On education, the president vowed that his mandated testing reforms would "be carried out in every school and in every classroom." But he did not bother to mention that he broke his own promise to fund the reforms, shorting them by $8 billion, while cutting after-school programs by 40%. Worse, the president mocked his pledge to "leave no child behind" by insisting that the Congress pass tax cuts for the wealthy rather than avoid debilitating cuts in school and university budgets imposed by states and localities struggling with the worst fiscal crisis in fifty years.
And on Iraq, the president's distortions went far beyond the lies about the purchase of uranium in Africa, the discredited aluminum tubes, the laughable mobile labs and flying drones. The heart of his case against Hussein was that the secular dictator of Iraq might slip his mythical secreted weapons to the stateless Islamic terrorists that he despises. The president did not mention that the CIA's official estimate was that this was likely to happen only if Hussein saw war as inevitable and sought to exact revenge for his demise. Nor did the president mention that this threat is surely far more likely to be posed by the communist North Koreans who have booted out international inspectors and have nuclear weapons, by the nuclear-armed Pakistani dictatorship that harbors al Queda's remnants and by the US-fortified Saudi Arabia emirate which was the source of the funds and the terrorists of 9/11. Yet the White House chooses to talk with the North Koreans, embrace the Pakistanis, and defend the Saudis.
In his speech, Mr. Bush scorned the alternative of continued containment, air occupation, embargo and inspection as "trusting in the sanity and restraint of Saddam Hussein." This distortion was at the heart of the case for launching a war against a country without waiting "until the threat is imminent." The president did not deign to provide Americans with any estimate of the cost, scope and duration of the coming invasion and occupation, much less warn of the potential hatreds and terrorist retributions it could engender, nor the distraction of scarce resources and expertise from the war on terror that it inevitably required. We were left to discover those realities only after the fact.

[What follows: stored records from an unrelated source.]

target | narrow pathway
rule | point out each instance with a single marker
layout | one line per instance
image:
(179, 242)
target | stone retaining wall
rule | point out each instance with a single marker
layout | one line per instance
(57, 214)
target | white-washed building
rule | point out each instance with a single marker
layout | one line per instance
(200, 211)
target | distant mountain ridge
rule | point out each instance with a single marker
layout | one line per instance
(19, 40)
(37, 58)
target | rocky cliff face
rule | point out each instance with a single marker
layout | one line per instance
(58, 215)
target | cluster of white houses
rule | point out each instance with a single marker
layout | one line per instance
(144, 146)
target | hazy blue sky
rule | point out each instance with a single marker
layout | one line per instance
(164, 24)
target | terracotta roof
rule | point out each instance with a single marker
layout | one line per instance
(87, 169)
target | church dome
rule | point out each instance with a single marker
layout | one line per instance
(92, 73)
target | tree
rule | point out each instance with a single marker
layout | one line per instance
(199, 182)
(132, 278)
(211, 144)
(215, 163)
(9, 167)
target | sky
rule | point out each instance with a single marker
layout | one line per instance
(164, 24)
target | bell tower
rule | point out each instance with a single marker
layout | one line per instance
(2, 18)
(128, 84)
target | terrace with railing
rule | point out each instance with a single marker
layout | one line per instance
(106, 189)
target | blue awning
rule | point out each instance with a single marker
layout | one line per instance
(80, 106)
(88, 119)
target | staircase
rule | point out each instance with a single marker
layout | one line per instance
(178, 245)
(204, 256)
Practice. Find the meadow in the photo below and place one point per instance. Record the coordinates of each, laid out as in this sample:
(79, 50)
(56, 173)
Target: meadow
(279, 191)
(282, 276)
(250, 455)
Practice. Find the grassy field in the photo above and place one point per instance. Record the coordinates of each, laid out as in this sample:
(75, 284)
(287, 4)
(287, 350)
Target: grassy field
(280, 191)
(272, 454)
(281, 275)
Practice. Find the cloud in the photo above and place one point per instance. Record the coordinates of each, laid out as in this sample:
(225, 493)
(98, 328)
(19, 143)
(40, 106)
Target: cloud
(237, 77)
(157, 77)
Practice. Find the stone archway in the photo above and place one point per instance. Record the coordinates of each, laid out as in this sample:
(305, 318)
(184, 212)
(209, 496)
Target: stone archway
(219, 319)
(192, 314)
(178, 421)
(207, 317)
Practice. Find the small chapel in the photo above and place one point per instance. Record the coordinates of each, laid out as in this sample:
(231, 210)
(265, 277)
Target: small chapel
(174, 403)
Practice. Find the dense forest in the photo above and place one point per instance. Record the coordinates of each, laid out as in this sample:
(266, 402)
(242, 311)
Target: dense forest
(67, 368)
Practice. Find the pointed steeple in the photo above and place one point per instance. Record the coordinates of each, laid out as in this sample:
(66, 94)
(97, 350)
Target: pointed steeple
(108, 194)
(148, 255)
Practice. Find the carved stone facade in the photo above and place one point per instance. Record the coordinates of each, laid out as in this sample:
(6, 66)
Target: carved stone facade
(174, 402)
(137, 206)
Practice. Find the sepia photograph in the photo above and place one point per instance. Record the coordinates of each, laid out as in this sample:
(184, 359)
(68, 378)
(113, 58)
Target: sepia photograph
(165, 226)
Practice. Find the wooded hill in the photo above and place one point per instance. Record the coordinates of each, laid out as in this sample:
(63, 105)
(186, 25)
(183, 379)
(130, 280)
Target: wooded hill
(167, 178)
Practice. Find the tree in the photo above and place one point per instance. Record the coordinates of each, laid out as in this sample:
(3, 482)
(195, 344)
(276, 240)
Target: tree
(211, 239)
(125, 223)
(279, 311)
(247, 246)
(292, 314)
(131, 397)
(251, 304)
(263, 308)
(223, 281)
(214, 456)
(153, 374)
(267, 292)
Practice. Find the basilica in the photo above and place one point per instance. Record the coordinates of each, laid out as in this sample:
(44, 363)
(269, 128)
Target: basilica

Mr. Bush's distortions were and are the product not of oversight or editing error, but of political calculation. The president has pursued policies that are designed to reward special private interests or placate his right-wing base. If admitted, these policies would not be popular. So the president packages them in appealing wrapping, labels them with popular names, and peddles them as something they are not. He misleads Americans because they don't want to go where he would take them.
Some suggest this represents the normal counterfeits and distortions of politics. But as the president says, this is a time of large consequence and great sacrifice. When he delivered his State of the Union address, in the midst of recession on the eve of a war, surely the American people deserved a president who would level with them. Instead the president chose not to lead but to mislead. And in doing so, he squandered the trust of a nation that came together as one after the horrors of September 11.